Nevertheless, Mr Major presented the Danish initiative yesterday as the key reason for proceeding with British ratification: 'We will have to proceed as well as the Danes do. We will have to proceed in parallel. Our parliamentary procedures are very lengthy and very complex.'

However, the Foreign Office told Mr Major last week that the Danish memorandum was non-negotiable and was 'unlikely to be acceptable as it stands to member states, and some of them may make this clear. We may therefore have a difficult negotiation ahead of us, which could play awkwardly with the Paving debate and the reintroduction of the Maastricht Bill.' This means that it is not clear how, or whether, Danish reservations will be overcome.

Jack Cunningham, Labour's foreign affairs spokesman, said last night: 'The Prime Minister is misleading the country and Parliament in his statements on the Danish document. His remarks lack honesty because he must know from the Foreign Office that what he is saying is not the whole truth about the Danish position and its consequences for the treaty and the agreement of the other Community members.'

The Prime Minister's attempt to conceal Whitehall's guidance will provoke an outcry from Tory and Labour opponents today - as the Cabinet wrestles with the terms of a motion for Wednesday's debate.

The Danish problem was outlined in a Foreign Office note written last week and received by the Independent. The note indicates that Danish demands go much farther than many member states will accept in watering down the treaty. Although there is no mention of renegotiating the agreement, the Danish memorandum says that 'the Danish agreement must be juridically binding for all twelve Community member states.' The Dutch Foreign Minister, Hans van den Broek, said last night the proposals 'amount to renegotiation'.

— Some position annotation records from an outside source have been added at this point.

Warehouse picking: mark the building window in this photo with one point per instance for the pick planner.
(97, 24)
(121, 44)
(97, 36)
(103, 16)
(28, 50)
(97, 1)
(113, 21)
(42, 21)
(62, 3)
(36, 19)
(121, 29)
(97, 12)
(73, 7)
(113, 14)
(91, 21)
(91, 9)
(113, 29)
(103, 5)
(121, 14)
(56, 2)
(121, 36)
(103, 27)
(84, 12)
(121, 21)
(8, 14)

But Mr Major had said earlier: 'The Danes are not asking for a renegotiation of what is in the Maastricht treaty.'

The Danes want safeguards in four areas before they put the treaty to a second referendum: a common currency, common defence, European citizenship and co-operation on immigration and crime. The last three, the Foreign Office advice says, can probably be handled by 'non- binding declarations.' This will infuriate the Danish opponents of Maastricht, who insist safeguards must be binding.

Asked yesterday whether he was confident that the Danish package would not require renegotiation of Maastricht, Mr Major said that would not be required, but added: 'There's a danger of a semantic misunderstanding.'

However, Denmark does appear to want a similiar opt-out to Britain's on a single currency, not just the clause negotiated at Maastricht. 'The Danes want to convert their protocol into ours,' the Foreign Office says. This implies, if not renegotiation of the treaty, at least another binding agreement between the Twelve. Several EC states will resist that.

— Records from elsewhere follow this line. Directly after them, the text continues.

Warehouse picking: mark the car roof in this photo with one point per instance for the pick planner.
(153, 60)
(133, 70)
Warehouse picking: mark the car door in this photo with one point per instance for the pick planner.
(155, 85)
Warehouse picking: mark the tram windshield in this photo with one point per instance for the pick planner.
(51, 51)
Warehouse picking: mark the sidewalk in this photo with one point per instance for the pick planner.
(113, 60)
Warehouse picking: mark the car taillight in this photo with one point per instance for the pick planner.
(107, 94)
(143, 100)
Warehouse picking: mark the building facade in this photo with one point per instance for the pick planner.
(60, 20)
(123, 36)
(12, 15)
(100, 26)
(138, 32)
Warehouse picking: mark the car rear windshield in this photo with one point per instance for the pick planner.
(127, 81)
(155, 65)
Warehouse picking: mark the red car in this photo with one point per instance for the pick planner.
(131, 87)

But, again, Mr Major said yesterday: 'There is a great will amongst the Community to seek agreement that will enable the Danish to ratify the treaty.'

Talks between Denmark and the other EC states will go ahead before the Edinburgh summit in December. However neither the Danish Prime Minister, Poul Schluter, nor the Foreign Minister, Uffe Ellemann-Jensen, backs the proposals, the document notes, because they know other states will not accept them. The Foreign Minister will tour EC capitals to present them, though he 'will not believe in them,' the note says. But the minority Danish government was too weak to head off the proposals, which stem from an opposition document. 'The Danish government have effectively had to swallow as their own proposals a document put forward by the opposition,' the note says.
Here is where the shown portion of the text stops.